Le chapitre 4 analyse « la variété des formes de capitalisme urbain » (p. 175), en considérant le marché comme « un objet social et politique » (p. 176). L’Inde n’est pas le pays des grands partenariats public-privé : de la première vague de ces « espaces-vitrines » (p. 32), seule Véolia a survécu. Un exemple majeur de privatisation est la distribution électrique de Delhi ; elle a permis une amélioration de l’offre, mais a aussi engendré un problème de solvabilité des usagers (y compris des ménages riches qui peuvent s’opposer à la tarification) ainsi qu’une forte politisation du sujet, et ce, sans pour autant assurer d’équilibre économique. En Inde, la « privatisation » prend de toute façon des visages très différents : elle peut bénéficier à des entreprises locales, ou à des associations qui vont obtenir une délégation, ou à un « capitalisme de basse intensité » (p. 211) qui s’appuie sur une certaine économie morale, comme dans le cas du recyclage des déchets par les basses castes ou celui des propriétaires de camions-citernes plus ou moins criminels. « Face à la réalité de services défaillants, certaines expérimentations démontrent une inventivité locale qui permet d’amener des services et de contribuer, sous certaines conditions, à une baisse des disparités territoriales » (p. 225).
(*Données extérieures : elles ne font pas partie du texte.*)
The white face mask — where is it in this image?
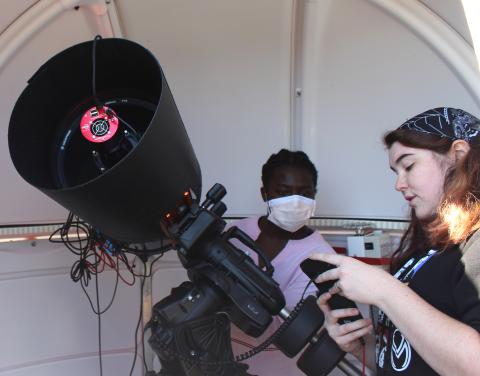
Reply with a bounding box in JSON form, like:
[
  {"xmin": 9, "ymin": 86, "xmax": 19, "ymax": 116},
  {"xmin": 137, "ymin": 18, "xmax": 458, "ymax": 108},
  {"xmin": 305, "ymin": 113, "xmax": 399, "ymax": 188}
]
[{"xmin": 267, "ymin": 195, "xmax": 315, "ymax": 232}]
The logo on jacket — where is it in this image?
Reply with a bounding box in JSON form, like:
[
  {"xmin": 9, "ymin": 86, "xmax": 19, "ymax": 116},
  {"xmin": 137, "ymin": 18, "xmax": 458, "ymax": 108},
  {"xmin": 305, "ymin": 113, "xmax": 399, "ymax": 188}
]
[{"xmin": 391, "ymin": 329, "xmax": 412, "ymax": 372}]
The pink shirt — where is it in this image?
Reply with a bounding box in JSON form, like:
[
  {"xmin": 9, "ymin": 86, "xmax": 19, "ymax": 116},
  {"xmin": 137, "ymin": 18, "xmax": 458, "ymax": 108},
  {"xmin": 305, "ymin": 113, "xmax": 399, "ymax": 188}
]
[{"xmin": 229, "ymin": 217, "xmax": 335, "ymax": 376}]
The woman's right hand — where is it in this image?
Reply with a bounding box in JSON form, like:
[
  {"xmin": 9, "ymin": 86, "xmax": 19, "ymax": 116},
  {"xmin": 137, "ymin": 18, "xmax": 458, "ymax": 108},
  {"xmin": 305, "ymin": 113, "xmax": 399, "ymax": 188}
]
[{"xmin": 317, "ymin": 292, "xmax": 373, "ymax": 353}]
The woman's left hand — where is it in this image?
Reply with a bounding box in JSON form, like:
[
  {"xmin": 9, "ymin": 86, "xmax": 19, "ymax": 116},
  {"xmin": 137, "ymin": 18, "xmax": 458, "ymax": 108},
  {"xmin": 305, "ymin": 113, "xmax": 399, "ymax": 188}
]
[{"xmin": 310, "ymin": 253, "xmax": 396, "ymax": 306}]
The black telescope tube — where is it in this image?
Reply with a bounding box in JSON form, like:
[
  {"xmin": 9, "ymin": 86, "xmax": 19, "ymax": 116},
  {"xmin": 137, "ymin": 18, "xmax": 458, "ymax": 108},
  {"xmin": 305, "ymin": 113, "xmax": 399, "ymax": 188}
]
[{"xmin": 8, "ymin": 38, "xmax": 201, "ymax": 243}]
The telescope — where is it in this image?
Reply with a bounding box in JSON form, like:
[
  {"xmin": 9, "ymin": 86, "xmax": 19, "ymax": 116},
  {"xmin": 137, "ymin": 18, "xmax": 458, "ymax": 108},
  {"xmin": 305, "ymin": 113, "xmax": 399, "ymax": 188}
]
[{"xmin": 8, "ymin": 37, "xmax": 344, "ymax": 376}]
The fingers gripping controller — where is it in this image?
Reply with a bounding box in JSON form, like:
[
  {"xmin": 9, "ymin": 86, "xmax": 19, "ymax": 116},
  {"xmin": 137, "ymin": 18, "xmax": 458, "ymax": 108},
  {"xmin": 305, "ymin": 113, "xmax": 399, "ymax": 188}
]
[{"xmin": 300, "ymin": 259, "xmax": 362, "ymax": 324}]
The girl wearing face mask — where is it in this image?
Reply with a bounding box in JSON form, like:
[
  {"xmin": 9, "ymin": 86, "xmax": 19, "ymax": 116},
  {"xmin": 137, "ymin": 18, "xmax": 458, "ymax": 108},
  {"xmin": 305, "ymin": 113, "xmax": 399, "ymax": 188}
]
[
  {"xmin": 311, "ymin": 108, "xmax": 480, "ymax": 376},
  {"xmin": 231, "ymin": 149, "xmax": 335, "ymax": 376}
]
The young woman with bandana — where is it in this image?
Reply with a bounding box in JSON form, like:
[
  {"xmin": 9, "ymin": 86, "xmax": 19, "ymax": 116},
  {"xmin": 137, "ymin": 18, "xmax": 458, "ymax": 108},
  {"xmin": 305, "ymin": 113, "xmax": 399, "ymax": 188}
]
[
  {"xmin": 231, "ymin": 149, "xmax": 335, "ymax": 376},
  {"xmin": 311, "ymin": 108, "xmax": 480, "ymax": 376}
]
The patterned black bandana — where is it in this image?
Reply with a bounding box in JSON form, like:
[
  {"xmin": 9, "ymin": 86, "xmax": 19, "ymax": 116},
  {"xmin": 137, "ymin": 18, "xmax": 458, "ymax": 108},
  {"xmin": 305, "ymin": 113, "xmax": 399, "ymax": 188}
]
[{"xmin": 398, "ymin": 107, "xmax": 480, "ymax": 142}]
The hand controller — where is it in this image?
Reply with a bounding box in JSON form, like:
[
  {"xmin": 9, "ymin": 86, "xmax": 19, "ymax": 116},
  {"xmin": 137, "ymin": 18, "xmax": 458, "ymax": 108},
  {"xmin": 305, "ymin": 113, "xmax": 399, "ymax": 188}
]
[{"xmin": 300, "ymin": 259, "xmax": 362, "ymax": 324}]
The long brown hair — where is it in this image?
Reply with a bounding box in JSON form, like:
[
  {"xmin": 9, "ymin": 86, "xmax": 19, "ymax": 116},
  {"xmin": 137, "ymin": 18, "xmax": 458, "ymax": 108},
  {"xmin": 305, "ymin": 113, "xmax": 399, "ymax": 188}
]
[{"xmin": 383, "ymin": 129, "xmax": 480, "ymax": 273}]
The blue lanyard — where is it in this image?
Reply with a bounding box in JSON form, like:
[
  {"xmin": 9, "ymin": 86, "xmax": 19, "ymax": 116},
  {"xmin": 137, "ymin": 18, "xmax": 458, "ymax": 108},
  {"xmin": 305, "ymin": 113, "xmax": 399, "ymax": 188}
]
[{"xmin": 395, "ymin": 249, "xmax": 437, "ymax": 282}]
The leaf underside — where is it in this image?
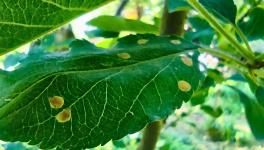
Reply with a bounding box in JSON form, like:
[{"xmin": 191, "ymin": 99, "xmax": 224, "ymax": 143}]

Enfin, le dernier chapitre, au plus près des pratiques et des mobilisations des usagers, porte sur les solidarités et les conflits dans la société urbaine. Celle-ci est très fragmentée, socialement comme spatialement, ce qui empêche une identité partagée, dans les quartiers informels aussi bien qu’aisés. Dès lors, la participation si glorifiée apparaît trop comme un cheval de Troie permettant une confiscation par les élites urbaines et une « mise à distance symbolique et matérielle des pauvres en ville » (p. 243). Même lorsque le dispositif participatif intègre une puissante association locale, comme dans le cas de la Society for the Promotion of Area Resource Centers (SPARC) pour un vaste projet d’assainissement à Mumbai, la capacité d’action des habitants n’en sort pas toujours renforcée. « Dans les quartiers considérés comme “illégaux”, l’accès est une faveur alors que c’est un droit pour les classes moyennes légalement raccordées » (p. 32). La tendance à la sécession des quartiers aisés crée des « biens de club » (p. 268), surtout pour l’eau. L’action en justice est loin d’être le seul apanage de ces classes favorisées, comme le montre l’action du syndicat national des vidangeurs manuels, mais les bidonvilles ne sont pas exempts de lignes de fracture internes qui réduisent les revendications collectives. Il existe, cependant, « des prémisses de solidarités horizontales » (p. 258), comme celles qui ont permis la victoire du Parti de l’homme ordinaire aux élections régionales de Delhi, ou qui peuvent inverser les hiérarchies traditionnelles dans certaines petites villes. Mais, finalement, les discours de la société civile semblent souvent contradictoires, dénonçant les appareils étatiques et leur corruption, tout en réclamant leur action : les services urbains sont assurément les « témoins du désaveu et du désir d’État » (p. 266).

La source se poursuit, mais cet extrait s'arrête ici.